Drôle d'histoire de dentier! Le 17 septembre, le Défenseur des droits Dominique Baudis – soutenu par la ministre déléguée aux Personnes âgées Michèle Delaunay – a demandé au Conseil supérieur de l'audiovisuel (CSA) le retrait d'une publicité pour les chips Lays au motif qu'elle «portait atteinte à la dignité des personnes âgées». Pour illustrer leurs qualités gustatives – la version française est diffusée sans parole mais l'original américain dit qu'elles sont «naturellement irrésistibles» –, Lays met en effet en scène un couple de personnes âgées qui se dispute un paquet de chips sur fond de musique latino. Dans la mêlée, le monsieur perd donc le fameux dentier. C'est cela, apparemment, qui n'a pas plu à Dominique Baudis.

Une telle démarche est rarissime – sans doute même inédite – et cela pour une raison toute simple, c'est que la publicité est déjà sérieusement contrôlée. Il y a d'abord l'Autorité de régulation professionnelle de la publicité (ARPP). L'an dernier, et rien que pour la télévision, ses vingt-deux salariés ont visionné plus de 20 000 pubs avant qu'elles soient diffusées. Et dans le cas où un spot passe à travers les mailles du filet, mais prête à controverse lors de sa diffusion, c'est en général le CSA qui se saisit du dossier.
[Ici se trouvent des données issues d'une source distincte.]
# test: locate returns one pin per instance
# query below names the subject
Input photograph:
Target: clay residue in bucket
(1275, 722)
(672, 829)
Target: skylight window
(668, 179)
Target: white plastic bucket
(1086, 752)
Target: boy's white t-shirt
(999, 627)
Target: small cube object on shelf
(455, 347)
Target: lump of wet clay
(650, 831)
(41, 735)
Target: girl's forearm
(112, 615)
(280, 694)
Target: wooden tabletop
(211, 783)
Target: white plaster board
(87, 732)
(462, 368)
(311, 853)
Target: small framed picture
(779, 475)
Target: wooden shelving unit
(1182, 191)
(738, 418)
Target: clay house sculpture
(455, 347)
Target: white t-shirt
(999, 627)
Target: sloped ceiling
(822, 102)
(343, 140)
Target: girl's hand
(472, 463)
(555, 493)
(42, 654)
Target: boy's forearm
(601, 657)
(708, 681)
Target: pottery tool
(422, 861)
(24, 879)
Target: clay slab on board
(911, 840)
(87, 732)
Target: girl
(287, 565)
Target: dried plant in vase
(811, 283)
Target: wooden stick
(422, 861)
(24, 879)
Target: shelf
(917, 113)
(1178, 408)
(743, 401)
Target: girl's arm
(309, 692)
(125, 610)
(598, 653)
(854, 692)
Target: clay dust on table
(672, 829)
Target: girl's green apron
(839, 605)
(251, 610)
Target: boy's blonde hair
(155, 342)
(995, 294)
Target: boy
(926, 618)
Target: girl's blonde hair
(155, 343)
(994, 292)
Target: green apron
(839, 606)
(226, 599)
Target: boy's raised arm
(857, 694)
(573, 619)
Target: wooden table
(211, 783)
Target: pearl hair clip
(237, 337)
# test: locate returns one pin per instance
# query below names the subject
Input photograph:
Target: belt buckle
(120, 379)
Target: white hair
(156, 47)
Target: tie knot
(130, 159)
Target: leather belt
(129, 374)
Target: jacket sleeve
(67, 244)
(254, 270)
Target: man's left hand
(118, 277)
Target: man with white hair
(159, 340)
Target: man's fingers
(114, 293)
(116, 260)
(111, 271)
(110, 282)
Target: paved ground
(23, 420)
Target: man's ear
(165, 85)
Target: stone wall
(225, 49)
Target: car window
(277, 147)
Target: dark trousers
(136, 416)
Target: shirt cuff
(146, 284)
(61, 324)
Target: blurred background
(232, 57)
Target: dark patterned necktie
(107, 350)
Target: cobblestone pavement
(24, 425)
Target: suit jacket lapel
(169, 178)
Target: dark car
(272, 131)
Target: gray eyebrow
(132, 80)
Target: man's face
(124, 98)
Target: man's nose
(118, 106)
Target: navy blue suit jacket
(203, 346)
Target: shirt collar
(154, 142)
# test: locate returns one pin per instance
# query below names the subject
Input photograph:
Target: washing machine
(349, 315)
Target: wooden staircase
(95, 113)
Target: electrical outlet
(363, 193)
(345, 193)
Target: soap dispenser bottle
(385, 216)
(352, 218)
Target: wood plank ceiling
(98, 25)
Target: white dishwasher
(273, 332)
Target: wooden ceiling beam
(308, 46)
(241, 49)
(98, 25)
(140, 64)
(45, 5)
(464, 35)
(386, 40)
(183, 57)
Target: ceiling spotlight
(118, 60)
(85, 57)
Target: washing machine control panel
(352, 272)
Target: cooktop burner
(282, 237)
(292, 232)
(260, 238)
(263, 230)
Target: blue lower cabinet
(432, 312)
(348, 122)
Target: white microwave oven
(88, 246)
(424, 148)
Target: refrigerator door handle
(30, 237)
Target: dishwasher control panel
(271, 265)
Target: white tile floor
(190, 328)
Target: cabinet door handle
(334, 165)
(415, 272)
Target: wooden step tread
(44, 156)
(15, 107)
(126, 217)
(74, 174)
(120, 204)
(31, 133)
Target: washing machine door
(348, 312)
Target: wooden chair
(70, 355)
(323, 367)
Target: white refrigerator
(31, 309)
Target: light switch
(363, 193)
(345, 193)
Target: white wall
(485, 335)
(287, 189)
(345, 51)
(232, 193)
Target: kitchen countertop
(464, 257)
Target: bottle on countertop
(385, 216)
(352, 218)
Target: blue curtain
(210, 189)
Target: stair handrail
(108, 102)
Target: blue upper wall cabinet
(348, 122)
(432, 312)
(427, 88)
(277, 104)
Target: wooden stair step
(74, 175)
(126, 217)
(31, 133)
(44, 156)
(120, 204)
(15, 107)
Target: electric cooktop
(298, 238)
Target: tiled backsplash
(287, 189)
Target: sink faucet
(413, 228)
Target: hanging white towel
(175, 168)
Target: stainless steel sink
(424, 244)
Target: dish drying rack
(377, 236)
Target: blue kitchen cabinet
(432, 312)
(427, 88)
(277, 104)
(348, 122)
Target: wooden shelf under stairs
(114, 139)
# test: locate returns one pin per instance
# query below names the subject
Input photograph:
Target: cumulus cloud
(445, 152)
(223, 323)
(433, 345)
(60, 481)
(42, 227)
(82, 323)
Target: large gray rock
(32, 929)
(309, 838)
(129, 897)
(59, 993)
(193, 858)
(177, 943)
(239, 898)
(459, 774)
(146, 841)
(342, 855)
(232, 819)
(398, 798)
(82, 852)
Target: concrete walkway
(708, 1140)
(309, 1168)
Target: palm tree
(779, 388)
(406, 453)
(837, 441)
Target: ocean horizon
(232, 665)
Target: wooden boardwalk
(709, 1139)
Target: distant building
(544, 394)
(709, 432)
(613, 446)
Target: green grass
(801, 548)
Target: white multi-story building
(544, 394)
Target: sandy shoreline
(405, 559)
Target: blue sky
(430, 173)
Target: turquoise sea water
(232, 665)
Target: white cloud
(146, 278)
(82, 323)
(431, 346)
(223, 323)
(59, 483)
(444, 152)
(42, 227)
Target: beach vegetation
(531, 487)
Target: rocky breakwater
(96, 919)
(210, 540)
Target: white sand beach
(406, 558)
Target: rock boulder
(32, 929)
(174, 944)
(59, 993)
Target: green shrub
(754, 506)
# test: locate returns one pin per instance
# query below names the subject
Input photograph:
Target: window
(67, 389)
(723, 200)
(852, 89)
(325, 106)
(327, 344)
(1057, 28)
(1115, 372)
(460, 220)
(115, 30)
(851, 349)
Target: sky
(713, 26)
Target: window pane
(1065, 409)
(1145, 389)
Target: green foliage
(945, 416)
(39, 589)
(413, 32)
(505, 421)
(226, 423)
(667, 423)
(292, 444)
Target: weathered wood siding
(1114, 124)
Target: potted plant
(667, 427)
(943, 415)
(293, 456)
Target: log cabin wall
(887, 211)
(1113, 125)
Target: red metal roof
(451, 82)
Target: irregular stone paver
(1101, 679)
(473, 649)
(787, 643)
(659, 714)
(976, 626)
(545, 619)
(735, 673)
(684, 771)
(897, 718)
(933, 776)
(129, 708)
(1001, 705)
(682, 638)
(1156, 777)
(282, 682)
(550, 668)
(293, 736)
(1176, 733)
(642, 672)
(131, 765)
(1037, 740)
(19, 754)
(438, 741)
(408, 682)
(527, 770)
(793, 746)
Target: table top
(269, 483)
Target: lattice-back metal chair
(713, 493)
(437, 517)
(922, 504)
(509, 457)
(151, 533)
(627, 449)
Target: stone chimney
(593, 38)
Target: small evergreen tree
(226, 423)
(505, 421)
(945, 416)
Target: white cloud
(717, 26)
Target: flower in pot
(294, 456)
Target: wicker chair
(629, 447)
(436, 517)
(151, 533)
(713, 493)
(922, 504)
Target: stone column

Ces derniers jours, par exemple, il a eu à se prononcer sur le film sur la prévention de l'éjaculation précoce dans lequel on voit une allumette qui s'enflamme un peu trop vite.

En pensant au dentier, et à la colère qu'il a provoquée, on peut se demander si Dominique Baudis aurait laissé Marie-Pierre Casey faire glissade de son corps sur une grande table de salle à manger pour Pliz, s'il aurait empêché Germaine de courir après son Léon de mari fasciné par le train Panzani, ou encore s'il aurait accepté les menaces de mort de César à l'encontre de Solcarlus, alias Jean-Marie Proslier…

Pour le dire autrement, il serait regrettable que le politiquement correct conduise à ne plus mettre en scène de personnes âgées, même dans des situations un peu décalées, et que la publicité en soit réduite à se concentrer sur de jeunes et frétillants top models placées dans des situations parfaitement orthodoxes. La pub y perdrait en efficacité ce qu'elle y laisserait en créativité. Et au-delà, la société n'aurait rien à gagner d'un reflet aussi déformant et peu conforme à la diversité de ce que nous sommes. Et sur ce point, je pense m'être trouvé une alliée dont le sourire et les rides sont encore dans toutes les têtes. «Ça, c'est vrai», comme dirait Mère Denis!